Iran shot down a U.S. naval surveillance drone near the Strait of Hormuz, Iranian and U.S. officials said Thursday, adding to weeks of tensions in the Persian Gulf region amid growing concerns of a wider military confrontation.
Iran's Revolutionary Guard Corps said in a statement that it targeted the drone - which it identified as an RQ-4 Global Hawk - inside Iranian airspace over the southern province of Hormozgan, next to the strategic Strait of Hormuz.
The U.S. Central Command confirmed the incident Thursday but denied the aircraft was in Iranian airspace.
"U.S. Central Command can confirm that a U.S. Navy . . . aircraft was shot down by an Iranian surface-to-air missile system while operating in international airspace over the Strait of Hormuz," a Centcom spokesman, Capt. Bill Urban, said in a statement.

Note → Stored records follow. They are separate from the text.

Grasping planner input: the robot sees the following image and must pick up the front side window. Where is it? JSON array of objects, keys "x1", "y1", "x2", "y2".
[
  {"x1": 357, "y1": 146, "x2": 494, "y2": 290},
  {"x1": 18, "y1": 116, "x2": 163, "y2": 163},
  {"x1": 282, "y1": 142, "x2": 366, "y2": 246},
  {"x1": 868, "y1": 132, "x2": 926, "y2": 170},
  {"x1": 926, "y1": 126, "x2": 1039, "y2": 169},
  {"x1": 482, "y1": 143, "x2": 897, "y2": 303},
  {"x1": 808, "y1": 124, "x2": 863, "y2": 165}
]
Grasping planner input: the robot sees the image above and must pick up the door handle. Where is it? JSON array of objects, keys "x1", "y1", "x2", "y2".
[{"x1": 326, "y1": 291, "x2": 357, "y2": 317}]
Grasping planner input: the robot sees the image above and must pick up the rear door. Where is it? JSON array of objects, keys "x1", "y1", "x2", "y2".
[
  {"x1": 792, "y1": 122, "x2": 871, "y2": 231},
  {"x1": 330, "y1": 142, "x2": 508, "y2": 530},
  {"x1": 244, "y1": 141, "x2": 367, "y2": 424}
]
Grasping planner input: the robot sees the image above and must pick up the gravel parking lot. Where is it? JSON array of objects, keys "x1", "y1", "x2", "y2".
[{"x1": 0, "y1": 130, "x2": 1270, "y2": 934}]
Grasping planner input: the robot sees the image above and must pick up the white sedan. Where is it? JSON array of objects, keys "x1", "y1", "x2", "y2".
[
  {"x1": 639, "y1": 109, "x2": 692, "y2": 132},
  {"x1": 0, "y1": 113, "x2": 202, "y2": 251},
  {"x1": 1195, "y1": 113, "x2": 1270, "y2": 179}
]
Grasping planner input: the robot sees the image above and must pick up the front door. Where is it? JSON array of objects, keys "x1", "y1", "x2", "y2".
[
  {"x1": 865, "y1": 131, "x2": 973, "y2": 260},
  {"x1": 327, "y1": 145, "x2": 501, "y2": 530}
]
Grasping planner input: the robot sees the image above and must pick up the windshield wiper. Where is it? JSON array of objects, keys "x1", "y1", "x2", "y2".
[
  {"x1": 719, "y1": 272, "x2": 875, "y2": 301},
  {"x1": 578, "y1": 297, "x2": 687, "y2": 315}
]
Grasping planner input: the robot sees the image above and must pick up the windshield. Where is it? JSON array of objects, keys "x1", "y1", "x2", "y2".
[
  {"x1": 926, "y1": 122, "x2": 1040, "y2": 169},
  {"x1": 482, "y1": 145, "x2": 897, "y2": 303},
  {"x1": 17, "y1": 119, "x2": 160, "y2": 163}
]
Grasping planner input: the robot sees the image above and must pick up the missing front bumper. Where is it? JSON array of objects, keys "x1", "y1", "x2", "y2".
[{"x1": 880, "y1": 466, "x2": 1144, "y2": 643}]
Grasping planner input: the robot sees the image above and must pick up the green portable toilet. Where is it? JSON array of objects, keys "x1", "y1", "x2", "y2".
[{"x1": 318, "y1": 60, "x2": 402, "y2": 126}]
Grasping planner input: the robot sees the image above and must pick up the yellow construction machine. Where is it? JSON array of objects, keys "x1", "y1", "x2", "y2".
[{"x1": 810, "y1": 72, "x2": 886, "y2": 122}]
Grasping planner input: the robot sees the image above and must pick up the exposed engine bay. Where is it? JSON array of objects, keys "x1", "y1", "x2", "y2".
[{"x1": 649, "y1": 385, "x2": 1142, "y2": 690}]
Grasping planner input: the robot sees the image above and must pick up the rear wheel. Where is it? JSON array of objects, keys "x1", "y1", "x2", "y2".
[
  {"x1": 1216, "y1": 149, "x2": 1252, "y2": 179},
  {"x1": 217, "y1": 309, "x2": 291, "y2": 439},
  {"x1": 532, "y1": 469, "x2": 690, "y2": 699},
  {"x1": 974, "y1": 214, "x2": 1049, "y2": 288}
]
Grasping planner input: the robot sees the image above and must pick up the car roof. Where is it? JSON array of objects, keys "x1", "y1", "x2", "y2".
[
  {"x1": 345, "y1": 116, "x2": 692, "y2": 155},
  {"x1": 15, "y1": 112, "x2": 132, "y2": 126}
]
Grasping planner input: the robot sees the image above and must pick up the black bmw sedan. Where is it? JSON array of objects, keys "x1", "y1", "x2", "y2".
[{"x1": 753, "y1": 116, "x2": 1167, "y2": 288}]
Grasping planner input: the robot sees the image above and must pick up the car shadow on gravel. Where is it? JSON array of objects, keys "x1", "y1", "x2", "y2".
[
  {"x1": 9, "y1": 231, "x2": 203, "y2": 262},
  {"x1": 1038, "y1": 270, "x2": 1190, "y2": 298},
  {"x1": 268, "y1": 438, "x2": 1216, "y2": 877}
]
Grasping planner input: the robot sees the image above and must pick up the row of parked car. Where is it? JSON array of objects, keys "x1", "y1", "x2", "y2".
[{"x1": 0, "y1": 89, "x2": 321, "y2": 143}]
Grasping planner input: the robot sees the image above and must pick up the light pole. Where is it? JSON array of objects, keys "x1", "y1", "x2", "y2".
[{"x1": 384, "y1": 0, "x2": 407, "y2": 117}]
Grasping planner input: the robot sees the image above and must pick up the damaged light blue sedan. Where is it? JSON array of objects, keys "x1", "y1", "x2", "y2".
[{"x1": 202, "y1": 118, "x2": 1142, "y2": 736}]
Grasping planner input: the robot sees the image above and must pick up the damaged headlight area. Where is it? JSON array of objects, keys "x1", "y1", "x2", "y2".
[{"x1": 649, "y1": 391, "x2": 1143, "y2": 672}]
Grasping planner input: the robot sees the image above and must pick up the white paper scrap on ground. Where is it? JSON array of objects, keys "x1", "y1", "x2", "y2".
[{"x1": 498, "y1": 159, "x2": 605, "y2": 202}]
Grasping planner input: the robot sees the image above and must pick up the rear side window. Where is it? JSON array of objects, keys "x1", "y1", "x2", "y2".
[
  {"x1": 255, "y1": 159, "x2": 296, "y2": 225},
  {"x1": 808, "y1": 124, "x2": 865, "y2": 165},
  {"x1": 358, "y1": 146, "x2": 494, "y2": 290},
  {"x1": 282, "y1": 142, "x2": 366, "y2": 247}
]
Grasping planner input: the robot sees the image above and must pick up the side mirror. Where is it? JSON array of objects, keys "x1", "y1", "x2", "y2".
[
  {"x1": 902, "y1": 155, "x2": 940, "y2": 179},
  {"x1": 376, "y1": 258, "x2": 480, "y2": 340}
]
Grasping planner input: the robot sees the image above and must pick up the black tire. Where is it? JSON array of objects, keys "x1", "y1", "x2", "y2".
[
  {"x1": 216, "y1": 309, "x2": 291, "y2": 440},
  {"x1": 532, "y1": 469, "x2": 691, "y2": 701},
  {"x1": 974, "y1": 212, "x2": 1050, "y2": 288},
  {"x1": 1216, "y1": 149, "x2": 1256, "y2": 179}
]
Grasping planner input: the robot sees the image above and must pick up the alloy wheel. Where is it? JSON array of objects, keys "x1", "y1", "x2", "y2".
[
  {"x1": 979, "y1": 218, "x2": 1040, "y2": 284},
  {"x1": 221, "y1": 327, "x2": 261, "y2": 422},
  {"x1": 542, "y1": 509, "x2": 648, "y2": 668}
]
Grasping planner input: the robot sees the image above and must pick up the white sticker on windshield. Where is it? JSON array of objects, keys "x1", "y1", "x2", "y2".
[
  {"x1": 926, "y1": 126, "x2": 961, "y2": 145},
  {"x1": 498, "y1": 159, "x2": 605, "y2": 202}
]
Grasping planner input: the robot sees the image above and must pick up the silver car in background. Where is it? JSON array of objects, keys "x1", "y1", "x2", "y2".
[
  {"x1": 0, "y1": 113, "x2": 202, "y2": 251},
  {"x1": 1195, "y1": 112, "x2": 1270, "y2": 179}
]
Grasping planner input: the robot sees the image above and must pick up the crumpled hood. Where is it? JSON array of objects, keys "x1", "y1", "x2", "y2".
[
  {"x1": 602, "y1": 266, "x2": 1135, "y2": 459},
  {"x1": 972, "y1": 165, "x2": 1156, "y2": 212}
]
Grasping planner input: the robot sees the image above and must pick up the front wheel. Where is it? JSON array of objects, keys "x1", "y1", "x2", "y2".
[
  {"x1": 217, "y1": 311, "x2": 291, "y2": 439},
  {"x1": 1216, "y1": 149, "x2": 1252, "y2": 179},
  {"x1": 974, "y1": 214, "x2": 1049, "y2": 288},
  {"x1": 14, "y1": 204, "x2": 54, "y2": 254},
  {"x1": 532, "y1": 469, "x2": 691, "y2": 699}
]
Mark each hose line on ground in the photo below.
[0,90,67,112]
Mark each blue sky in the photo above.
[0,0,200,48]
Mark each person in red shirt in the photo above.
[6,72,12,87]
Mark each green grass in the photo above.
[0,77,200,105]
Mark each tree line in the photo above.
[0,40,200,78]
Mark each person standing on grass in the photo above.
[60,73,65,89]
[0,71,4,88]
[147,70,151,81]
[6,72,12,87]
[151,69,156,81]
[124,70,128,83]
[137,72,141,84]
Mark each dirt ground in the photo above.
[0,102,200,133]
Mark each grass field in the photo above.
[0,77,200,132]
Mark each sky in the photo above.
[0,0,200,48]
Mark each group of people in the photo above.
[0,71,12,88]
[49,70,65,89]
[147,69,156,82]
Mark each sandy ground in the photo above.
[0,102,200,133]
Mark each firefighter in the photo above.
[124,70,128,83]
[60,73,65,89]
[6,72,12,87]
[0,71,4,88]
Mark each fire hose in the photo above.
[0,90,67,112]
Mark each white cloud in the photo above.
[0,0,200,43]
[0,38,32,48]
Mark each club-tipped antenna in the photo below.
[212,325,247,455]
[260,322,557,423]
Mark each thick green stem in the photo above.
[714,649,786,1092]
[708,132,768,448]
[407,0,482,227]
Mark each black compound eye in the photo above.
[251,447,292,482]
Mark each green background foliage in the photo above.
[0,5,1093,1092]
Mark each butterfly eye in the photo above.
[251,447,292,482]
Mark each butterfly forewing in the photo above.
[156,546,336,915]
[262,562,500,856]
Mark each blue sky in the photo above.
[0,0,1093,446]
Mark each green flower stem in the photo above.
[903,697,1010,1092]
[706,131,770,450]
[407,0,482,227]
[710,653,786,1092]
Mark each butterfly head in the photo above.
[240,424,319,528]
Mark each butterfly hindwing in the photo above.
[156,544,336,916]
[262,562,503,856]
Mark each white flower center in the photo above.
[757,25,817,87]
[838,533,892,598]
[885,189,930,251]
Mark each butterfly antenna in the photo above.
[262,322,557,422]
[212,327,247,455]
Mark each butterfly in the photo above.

He said the drone, a RQ-4A Global Hawk, was shot down in the early hours of the morning Wednesday.
"Iranian reports that the aircraft was over Iran are false," he said. "This was an unprovoked attack on a U.S. surveillance asset in international airspace."
The Revolutionary Guard's chief commander, Maj. Gen. Hossein Salami, called the downing of the drone "a clear message to America."
A U.S. official confirmed the episode to the Associated Press and said the drone was targeted by an Iranian surface-to-air missile in international airspace over the Strait of Hormuz. Nearly a quarter of the world's oil passes through the waterway, which connects Middle East energy producers to markets around the globe.
"Our borders are Iran's red line, and we will react strongly against any aggression," Salami said Thursday in remarks carried by Iranian state television.
"Iran is not seeking war with any country, but we are fully prepared to defend Iran," he said.
Iran's Mashregh news agency, which is close to the Revolutionary Guard, reported that the drone was shot down by the Guards' Sevom Khordad missile defense system.
The Guard said in an updated statement that the U.S. drone had "left a base in the southern Persian Gulf" and was heading toward Iran's Chabahar port "in full secrecy, violating the rules of international aviation."
"We warn of the consequences of such illegal and provocative measures," Iranian Foreign Ministry spokesman Abbas Mousavi said, state TV reported.
The attacks come amid a simmering standoff between the United States and Iran in the Persian Gulf region following assaults on Japanese and Norwegian tankers near the Strait of Hormuz. The Trump administration has blamed Iran for the attacks, at least one of which was carried out using a limpet mine similar to those previously displayed at Iranian military parades.
Iran has denied involvement and called the accusation "unfair" and "a lie."
The U.S. Central Command said that a modified Iranian SA-7 surface-to-air missile was fired at an MQ-9 reaper drone over the Gulf of Oman as it surveilled the attack on the Japanese tanker, Kokuka Courageous, on June 13.
Earlier this month, Houthi rebels shot down an MQ-9 over Yemen using an SA-6 surface-to-air missile, Centcom said, which it claimed "was enabled by Iranian assistance."
Saudi Arabia said Thursday that Yemen's Houthi rebels fired a rocket targeting a desalination plant in the kingdom overnight. The rocket caused no damage, the official Saudi Press Agency reported, quoting military spokesman Col. Turki al-Maliki.
In December 2011, Iran captured an American stealth drone operated from a base in Afghanistan, purportedly after an Iranian cyberwarfare unit commandeered it and landed it near the city of Kashmar in northeastern Iran. Tehran claimed that the Lockheed Martin RQ-170 Sentinel surveillance drone was detected inside Iranian airspace about 140 miles from the border with Afghanistan. U.S. officials said operators lost control of the drone while it was flying on the Afghan side of the border with Iran.
Iran later claimed that it recovered data from the drone and reverse-engineered the aircraft to produce its own version.